According to the Independent Book Publishing Professionals Group:
Like other independent artists, many indie book publishers face challenges that the industry giants don't experience. We typically have to work a lot harder to get our books into retail stores (or our authors onto Oprah) and ultimately into the hands of readers. As Chris Anderson reports in his bestselling business book The Long Tail:
"More than 99 percent of music albums on the market today are not available in Wal-Mart. ... Same for any other leading retailer and practically any other commodity [including] books... The vast majority of products are not available at a store near you."
So what is indie publishing? Indie publishing is going outside the normal run of agents/big publishers and going it on your own. You can self-publish, or you can go with a small press that publishes your book but leaves you to do all the work to get it places. It means not having as much help getting your books onto bookstore shelves. But it also means literary freedom, to write what you want and to express yourself in a way that may not be as acceptable in the mainstream marketplace.
Many indie authors have gone the e-book route. You can find hundreds of e-books published by indie authors on Amazon. That doesn't necessarily mean they're all good. For every good e-book out there, you're going to find a dozen that needed professional editing or shouldn't have been published at all. But now, in the digital age, anyone can be a writer.

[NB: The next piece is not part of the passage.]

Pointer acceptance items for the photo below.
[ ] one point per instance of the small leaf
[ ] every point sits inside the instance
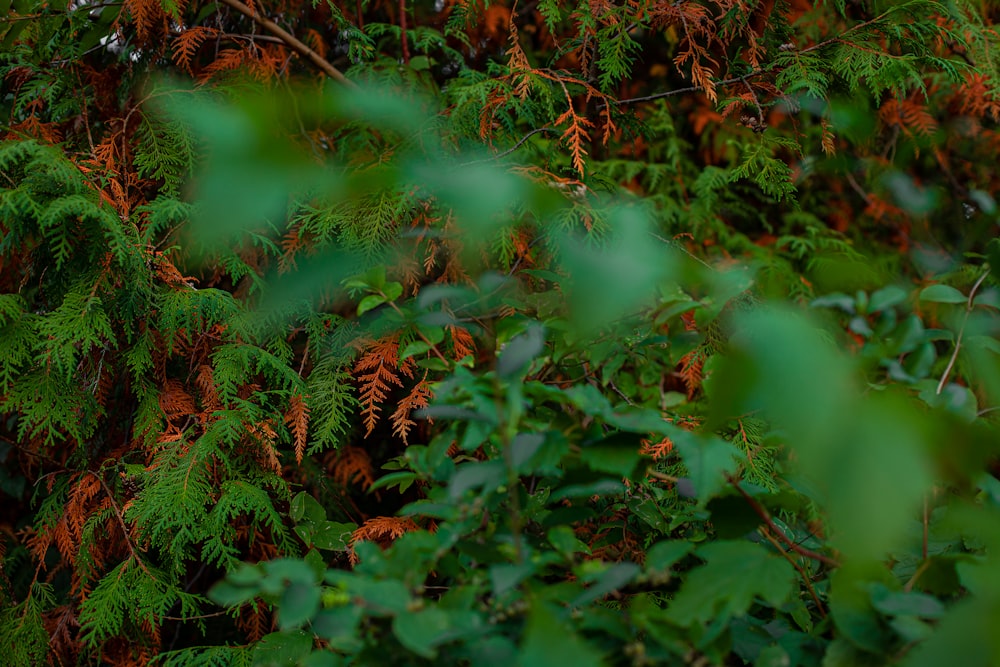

Linda Gillard, a successful indie author has this to say about measuring success as an indie author:
As indies, we too are in danger of being driven by commercial rather than artistic concerns. One of the reasons we might be tempted down that road is that practically the only way you can get taken seriously as a writer is by earning shedloads of cash or winning a big prize. There's almost an artistic imperative to be financially successful so that the world (or at least the media) will hear your message and appreciate your talent
Well, even though I have a lot of them, I'm trying to work out for myself if an indie author actually needs readers to be "successful". Success for me is saying what I wanted to say in the way I wanted to say it, then putting it out there in a format that's accessible even to those with a low income.
To be sure, I love the regular income indie e-books have generated for me but by my own definition I was "successful" the minute I uploaded the novel no one would publish -- the one my own editor said was "unmarketable" and "in dire need of a re-write".
Success for me equals creative freedom. I know plenty of allegedly successful authors who don't have that.
So what does define a successful indie author? I think that's for the author to decide themselves. Some feel they're successful if they just get their books out to a reading population. Others look at the money they make as what drives their success rate. It truly all depends on the personality and the goal of the author.
Is indie publishing better than traditional publishing? I can't say one way or the other. I can say it's different, and new, and change is often frightening for those who don't want the world to change. But I say let's open the world to everyone. Let's see what happens.